While Soviet armies were gouging their way into Königsberg and hammering a path into Vienna, the final operational planning and preparation for the attack on Berlin went ahead at a feverish pace. The tension mounted, with the masses of men on both main fronts—1st Belorussian and 1st Ukrainian—sensing and seeing that a gigantic operation was in the offing. Crack armies jammed ever more tightly into bridgeheads or assault positions, armadas of tanks crammed the Front areas and on Zhukov’s Front in particular the miles of guns snugged under camouflage or screened in woods and forest lengthened day by day. Both fronts set about extensive reconnaissance, using ground observation posts and aerial photographs; Soviet aircraft photographed German defences to a depth of 50–60 miles, covering certain sectors eight times over and flying more than 2,500 sorties for the 1st Belorussian Front alone. Marshal Koniev used not only two photo-reconnaissance regiments but also the 10th Artillery Observation Balloon Squadron to build up a complete aerial survey of the first line of German defences. Nor did the
Luftwaffe
escape the attention of Soviet aerial reconnaissance, which aimed to locate enemy air bases and establish the German air order of battle.

The immensity of the artillery resources available, as well as the complexity of the operational tasks, demanded major consideration. The density of guns and mortars (all over 76mm calibre) per kilometre of frontage varied between 233 and 295. Zhukov determined upon a density of 189 guns for each kilometre of front, increasing this to 295 on the frontages of the assault armies; during the breakthrough operation each first-echelon rifle regiment would have 4–5 artillery regiments in support with the regimental artillery group supplying about seventy guns. While army commanders controlled regimental, divisional and corps artillery groups, army artillery groups—243 guns and mortars, including 152mm howitzers, 203mm howitzers, 160mm mortars, M-13 and M-12-31 multiple-rocket launchers—could be called on for further support. Each army also included mobile anti-tank reserves formed from two ‘tank-killer’ brigades with 136 guns.

In order to achieve maximum surprise, Zhukov planned a very powerful but relatively short opening barrage. The Front fire plan, confirmed on 8 April, stipulated a ten-minute artillery strike, followed by ten minutes of battery fire followed in turn by a second ten-minute artillery strike.

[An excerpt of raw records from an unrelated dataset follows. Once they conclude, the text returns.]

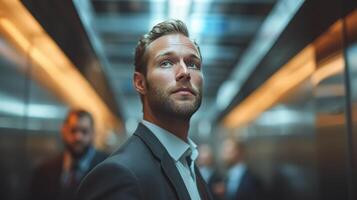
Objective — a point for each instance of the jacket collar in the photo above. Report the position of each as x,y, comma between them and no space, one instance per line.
167,163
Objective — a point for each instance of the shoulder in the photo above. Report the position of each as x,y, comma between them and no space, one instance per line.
110,180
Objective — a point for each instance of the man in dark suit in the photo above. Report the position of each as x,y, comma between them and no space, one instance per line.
59,177
241,184
157,162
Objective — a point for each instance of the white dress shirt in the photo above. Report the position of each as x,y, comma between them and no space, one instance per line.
179,150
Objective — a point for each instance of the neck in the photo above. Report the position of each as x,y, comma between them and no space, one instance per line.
178,127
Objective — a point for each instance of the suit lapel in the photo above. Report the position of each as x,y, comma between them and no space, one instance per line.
202,186
167,163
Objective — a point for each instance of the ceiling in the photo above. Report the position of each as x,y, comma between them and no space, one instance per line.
234,35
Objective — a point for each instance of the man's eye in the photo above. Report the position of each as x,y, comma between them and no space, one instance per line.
193,65
166,64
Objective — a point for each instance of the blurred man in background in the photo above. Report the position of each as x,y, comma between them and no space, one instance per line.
241,184
58,178
210,172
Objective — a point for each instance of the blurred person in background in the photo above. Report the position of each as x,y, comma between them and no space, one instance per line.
209,171
241,184
58,178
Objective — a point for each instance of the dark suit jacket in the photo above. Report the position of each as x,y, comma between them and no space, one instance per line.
140,169
250,188
46,181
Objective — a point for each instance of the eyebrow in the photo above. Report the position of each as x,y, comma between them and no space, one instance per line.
169,53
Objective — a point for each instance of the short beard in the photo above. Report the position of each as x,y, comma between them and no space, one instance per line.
162,105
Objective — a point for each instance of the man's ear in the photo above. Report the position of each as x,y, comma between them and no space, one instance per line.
139,83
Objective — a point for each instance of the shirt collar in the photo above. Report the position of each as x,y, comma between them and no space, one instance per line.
176,147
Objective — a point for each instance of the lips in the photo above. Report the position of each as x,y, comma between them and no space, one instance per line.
185,89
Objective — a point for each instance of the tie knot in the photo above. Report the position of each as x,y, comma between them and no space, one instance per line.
188,160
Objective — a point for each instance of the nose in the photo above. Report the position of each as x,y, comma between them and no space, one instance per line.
183,72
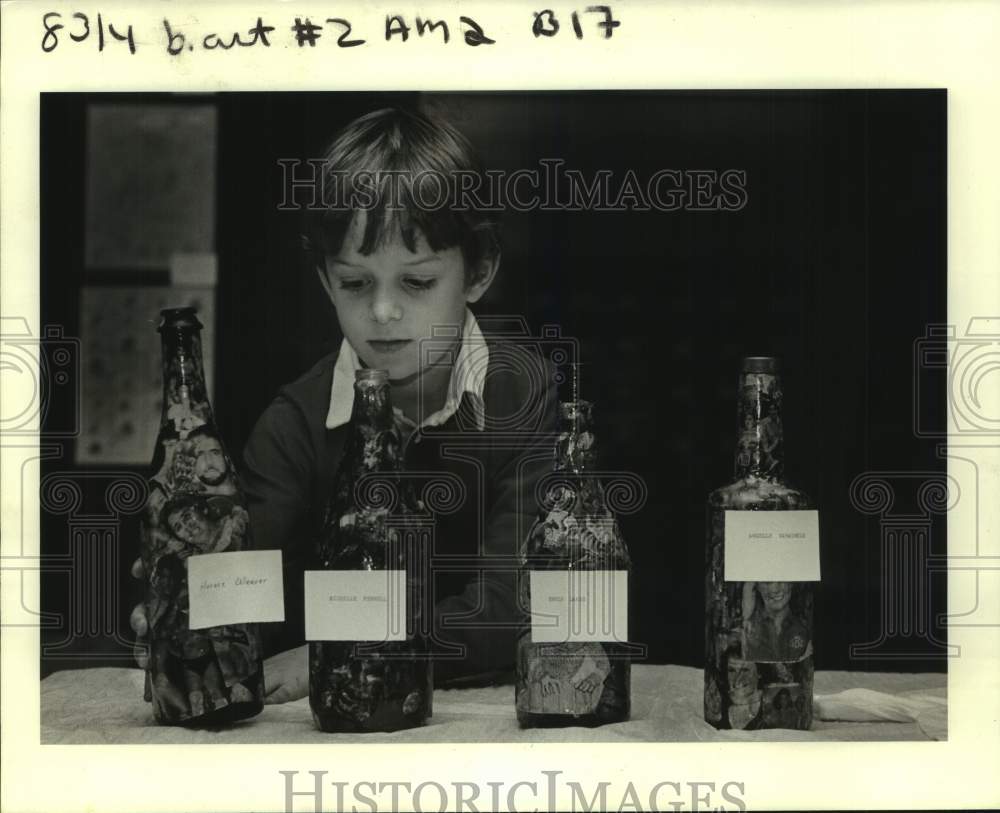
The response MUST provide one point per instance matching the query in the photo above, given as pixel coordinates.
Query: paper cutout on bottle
(579, 605)
(772, 546)
(355, 605)
(239, 587)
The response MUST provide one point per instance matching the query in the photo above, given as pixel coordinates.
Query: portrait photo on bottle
(497, 416)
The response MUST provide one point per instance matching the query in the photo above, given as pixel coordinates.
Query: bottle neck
(760, 448)
(372, 406)
(185, 394)
(375, 443)
(576, 449)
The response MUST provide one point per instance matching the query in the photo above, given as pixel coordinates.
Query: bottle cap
(179, 318)
(760, 364)
(368, 374)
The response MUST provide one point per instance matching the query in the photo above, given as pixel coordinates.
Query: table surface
(105, 705)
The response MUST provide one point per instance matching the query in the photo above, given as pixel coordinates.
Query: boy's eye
(419, 284)
(351, 284)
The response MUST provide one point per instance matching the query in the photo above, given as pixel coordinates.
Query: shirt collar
(468, 377)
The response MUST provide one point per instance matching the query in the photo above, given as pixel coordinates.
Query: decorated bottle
(195, 507)
(577, 672)
(759, 634)
(383, 684)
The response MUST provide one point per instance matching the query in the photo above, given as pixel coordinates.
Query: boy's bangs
(394, 208)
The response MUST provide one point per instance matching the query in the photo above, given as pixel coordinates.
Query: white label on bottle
(238, 587)
(355, 605)
(579, 605)
(772, 546)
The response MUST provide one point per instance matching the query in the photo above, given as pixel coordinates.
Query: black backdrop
(836, 264)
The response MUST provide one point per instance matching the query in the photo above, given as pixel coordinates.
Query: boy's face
(389, 300)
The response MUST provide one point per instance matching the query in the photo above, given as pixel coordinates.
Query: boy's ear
(486, 271)
(324, 280)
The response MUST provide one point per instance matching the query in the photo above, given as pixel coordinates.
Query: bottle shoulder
(758, 493)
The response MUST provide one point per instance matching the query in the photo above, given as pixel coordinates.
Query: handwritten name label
(579, 605)
(772, 546)
(355, 605)
(239, 587)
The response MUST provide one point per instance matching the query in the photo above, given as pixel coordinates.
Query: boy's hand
(286, 675)
(139, 623)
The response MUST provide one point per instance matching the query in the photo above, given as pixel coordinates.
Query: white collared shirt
(468, 376)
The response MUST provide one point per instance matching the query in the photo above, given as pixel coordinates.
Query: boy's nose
(385, 310)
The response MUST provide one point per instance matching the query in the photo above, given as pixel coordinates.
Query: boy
(475, 410)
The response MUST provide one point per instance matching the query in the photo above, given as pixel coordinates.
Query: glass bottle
(371, 685)
(195, 506)
(758, 635)
(579, 680)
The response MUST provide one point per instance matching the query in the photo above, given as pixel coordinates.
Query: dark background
(836, 264)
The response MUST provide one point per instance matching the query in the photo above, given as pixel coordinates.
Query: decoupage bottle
(382, 684)
(573, 663)
(195, 506)
(759, 633)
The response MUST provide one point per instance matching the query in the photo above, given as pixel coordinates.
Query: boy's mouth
(393, 346)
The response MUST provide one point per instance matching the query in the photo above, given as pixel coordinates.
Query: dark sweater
(291, 458)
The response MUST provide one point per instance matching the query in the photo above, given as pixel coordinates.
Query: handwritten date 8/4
(79, 29)
(397, 28)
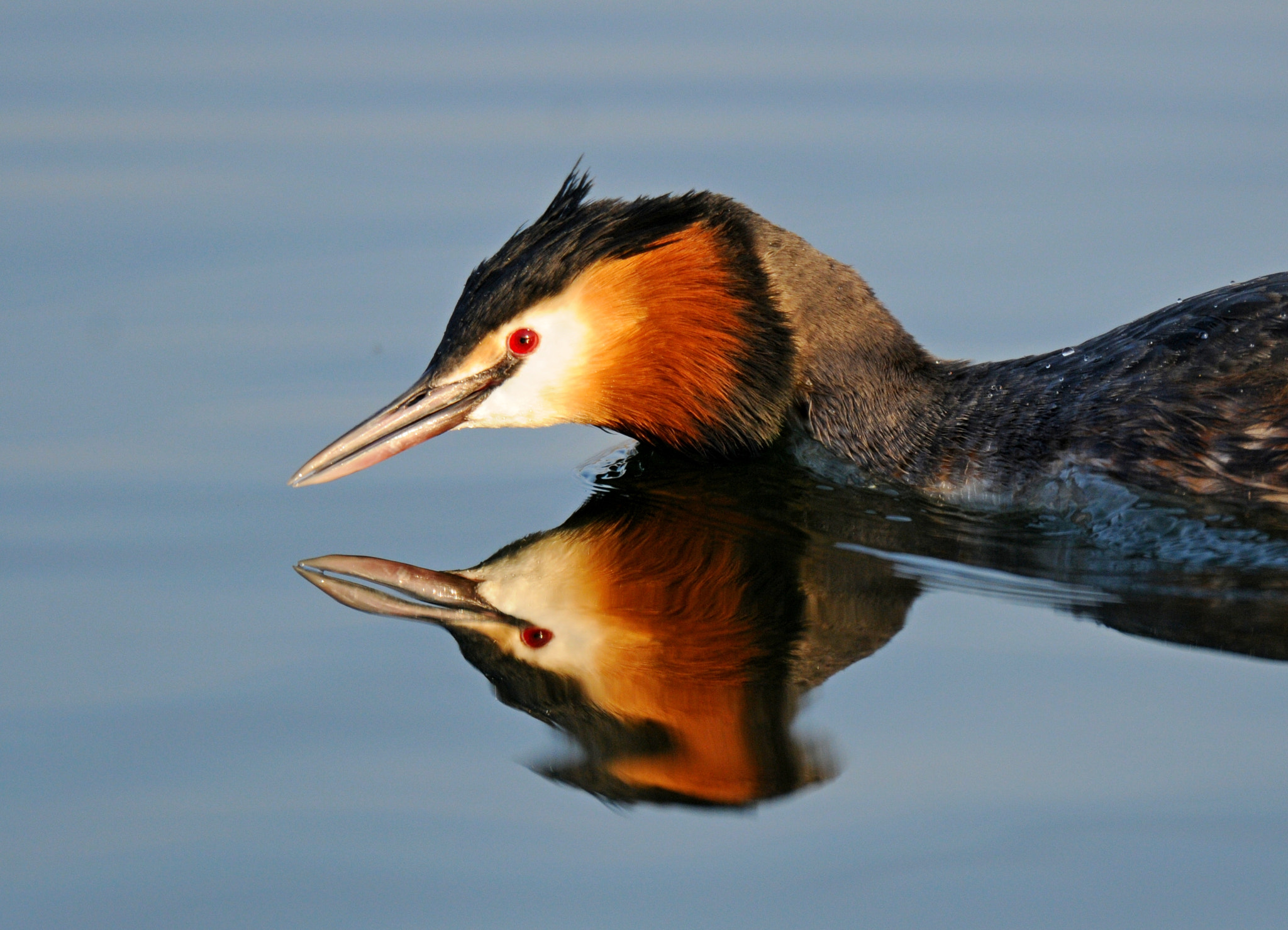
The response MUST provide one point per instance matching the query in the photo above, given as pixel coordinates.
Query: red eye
(536, 636)
(522, 341)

The infantry and tank attacks would be supported to a depth of 2,000 yards by a double rolling barrage and up to 4,000 yards with a single barrage. To support 8th Guards Army in storming the Seelow Heights, the double rolling barrage would be followed by massed fire as the assault opened. The night attack, however, posed a number of problems for Soviet gunners. On some sectors Soviet infantry would be within 100–150 yards of the enemy’s forward positions, requiring very careful artillery registration. To improve their techniques Soviet gunners retired to training areas in the rear and worked on practising night-firing procedures.

Not all would be total darkness, in spite of the hour of the attack. Marshal Zhukov planned to illuminate the battlefield with 143 searchlights, sited some 150–200 yards from each other along the length of the front and about 400–500 yards from the forward edge of the German positions, the beams shining out for a distance of three miles and more. The sight of all these searchlights caused tongues to wag and heads to shake in disbelief or sheer bemusement, and few divined the purpose behind this extraordinary array. Even senior commanders found themselves at something of a loss to understand what was intended, simply siting the lights and their crews according to instructions.